I'll be sure to ask them how easy they think it would be to rig (literally) the Apollo footage.
They all pretty much laughed, at least the ones who knew how extensive the footage is.
In "O" there is a Russian swing nicknamed the Lunar Module. As it's hoisted offstage by the overhead carousel, you can hear snippets of the Apollo 11 landing audio in the soundtrack, then a set piece is illuminated with a lunar landscape gobo. Quite a nice touch.
The rigging for "O" is very intense. There are backups to backups to backups. It's good to see such attention paid to safety and reliability. But it all works only because it is a ten-year-old show that has been very carefully refined by those who work it.
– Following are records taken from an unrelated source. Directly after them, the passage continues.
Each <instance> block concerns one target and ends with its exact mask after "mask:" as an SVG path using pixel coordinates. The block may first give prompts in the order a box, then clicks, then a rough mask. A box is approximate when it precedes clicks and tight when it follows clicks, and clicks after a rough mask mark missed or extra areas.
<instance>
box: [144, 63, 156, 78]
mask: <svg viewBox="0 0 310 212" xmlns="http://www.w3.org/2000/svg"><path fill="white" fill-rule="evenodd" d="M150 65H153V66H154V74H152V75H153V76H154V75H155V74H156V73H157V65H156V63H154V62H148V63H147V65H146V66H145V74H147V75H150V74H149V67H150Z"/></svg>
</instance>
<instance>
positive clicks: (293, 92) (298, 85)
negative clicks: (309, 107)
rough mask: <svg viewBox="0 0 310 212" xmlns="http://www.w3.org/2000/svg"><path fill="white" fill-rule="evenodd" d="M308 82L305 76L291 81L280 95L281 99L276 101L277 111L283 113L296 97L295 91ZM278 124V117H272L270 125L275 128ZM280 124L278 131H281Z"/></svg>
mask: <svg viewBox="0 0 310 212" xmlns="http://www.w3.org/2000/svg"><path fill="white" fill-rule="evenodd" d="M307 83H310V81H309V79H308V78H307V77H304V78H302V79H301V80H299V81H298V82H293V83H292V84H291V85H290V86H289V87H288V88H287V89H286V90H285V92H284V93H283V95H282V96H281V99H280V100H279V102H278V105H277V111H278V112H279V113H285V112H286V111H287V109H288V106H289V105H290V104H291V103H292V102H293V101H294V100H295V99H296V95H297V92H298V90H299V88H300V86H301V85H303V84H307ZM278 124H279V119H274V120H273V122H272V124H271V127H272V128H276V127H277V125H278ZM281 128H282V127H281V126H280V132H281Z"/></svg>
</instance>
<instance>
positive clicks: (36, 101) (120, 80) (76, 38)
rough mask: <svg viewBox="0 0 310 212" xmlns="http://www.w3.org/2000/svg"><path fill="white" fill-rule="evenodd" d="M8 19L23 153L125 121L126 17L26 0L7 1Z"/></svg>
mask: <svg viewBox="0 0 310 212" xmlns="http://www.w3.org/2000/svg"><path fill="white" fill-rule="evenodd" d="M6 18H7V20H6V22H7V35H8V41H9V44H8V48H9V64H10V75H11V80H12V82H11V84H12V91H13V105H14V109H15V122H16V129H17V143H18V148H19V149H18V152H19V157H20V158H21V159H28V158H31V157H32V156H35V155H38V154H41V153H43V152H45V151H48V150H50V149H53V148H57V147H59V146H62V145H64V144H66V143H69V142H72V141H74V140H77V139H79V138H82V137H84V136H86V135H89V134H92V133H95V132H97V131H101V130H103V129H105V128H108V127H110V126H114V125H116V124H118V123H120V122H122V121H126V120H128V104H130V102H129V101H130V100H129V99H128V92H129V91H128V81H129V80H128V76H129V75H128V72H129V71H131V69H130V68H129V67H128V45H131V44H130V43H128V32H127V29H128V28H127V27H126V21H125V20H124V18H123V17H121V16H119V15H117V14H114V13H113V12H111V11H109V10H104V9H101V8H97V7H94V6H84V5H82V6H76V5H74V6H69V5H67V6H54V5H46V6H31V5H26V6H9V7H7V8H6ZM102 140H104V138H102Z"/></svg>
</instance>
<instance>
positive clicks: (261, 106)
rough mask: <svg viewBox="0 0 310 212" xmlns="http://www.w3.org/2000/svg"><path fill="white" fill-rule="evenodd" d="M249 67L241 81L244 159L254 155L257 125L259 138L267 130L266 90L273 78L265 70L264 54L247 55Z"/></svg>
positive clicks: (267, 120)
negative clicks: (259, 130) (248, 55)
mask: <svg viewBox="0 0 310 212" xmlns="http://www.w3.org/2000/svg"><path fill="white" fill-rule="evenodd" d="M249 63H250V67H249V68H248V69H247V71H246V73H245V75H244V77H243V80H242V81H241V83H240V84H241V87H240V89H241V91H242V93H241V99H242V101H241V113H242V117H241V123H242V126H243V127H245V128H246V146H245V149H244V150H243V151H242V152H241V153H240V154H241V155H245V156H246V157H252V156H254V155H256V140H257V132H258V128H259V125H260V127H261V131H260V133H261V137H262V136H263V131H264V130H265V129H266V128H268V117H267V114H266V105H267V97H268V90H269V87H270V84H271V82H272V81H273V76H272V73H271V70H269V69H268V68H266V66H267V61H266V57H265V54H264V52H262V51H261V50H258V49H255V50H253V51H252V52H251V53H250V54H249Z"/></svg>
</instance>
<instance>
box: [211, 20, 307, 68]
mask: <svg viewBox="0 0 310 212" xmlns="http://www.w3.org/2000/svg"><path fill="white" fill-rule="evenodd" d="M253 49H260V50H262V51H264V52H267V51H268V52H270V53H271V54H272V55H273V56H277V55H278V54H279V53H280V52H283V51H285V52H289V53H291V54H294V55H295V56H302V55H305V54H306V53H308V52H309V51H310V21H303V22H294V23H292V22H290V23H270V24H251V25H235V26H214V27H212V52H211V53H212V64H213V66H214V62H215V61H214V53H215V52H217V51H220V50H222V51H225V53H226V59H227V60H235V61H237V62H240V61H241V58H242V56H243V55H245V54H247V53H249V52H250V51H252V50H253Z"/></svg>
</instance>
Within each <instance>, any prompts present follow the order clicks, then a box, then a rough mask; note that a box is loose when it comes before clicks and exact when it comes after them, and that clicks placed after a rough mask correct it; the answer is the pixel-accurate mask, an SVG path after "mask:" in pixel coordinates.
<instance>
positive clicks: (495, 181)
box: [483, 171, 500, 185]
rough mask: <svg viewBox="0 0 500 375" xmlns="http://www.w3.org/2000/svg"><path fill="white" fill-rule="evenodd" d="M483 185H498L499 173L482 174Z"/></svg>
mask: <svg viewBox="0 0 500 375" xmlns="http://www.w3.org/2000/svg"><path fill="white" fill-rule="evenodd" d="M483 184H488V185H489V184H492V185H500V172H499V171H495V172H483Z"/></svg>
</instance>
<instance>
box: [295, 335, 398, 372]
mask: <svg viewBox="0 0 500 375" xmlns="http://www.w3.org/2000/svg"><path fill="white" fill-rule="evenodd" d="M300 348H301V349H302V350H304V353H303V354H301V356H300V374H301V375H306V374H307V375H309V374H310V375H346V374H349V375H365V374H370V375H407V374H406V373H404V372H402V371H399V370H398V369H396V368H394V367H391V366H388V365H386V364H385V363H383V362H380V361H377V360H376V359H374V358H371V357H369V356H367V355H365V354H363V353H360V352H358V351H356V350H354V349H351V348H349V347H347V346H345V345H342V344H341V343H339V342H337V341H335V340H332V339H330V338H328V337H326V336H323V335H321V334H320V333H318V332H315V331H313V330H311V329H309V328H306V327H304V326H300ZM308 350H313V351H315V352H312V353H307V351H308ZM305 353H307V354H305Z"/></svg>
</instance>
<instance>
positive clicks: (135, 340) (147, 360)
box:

Although true to form, I wasn't in the tank (and their insurance didn't allow it anyway); but I got to watch them test a new set of side nets for the bateau (a suspended set piece from which trapeze and parallel-bar acts are performed). The tests included hurling crash dummies (how do you say "Buster" in French) from the bateau into the nets and water, to be retrieved by divers. I got to assist the refit of the flying horses, who are getting actual carousel poles instead of stock aluminum poles wrapped in tape.
And I got the VIP treatment too at Ka unexpectedly. The technicians were a little suprised, I think, when I reverse engineered the three-axis deck lighting method on a napkin at In-and-Out Burger the next night. Apparently it's some sort of secret, although it can be done as little more than a standard view transformation applied to a real-time raster image.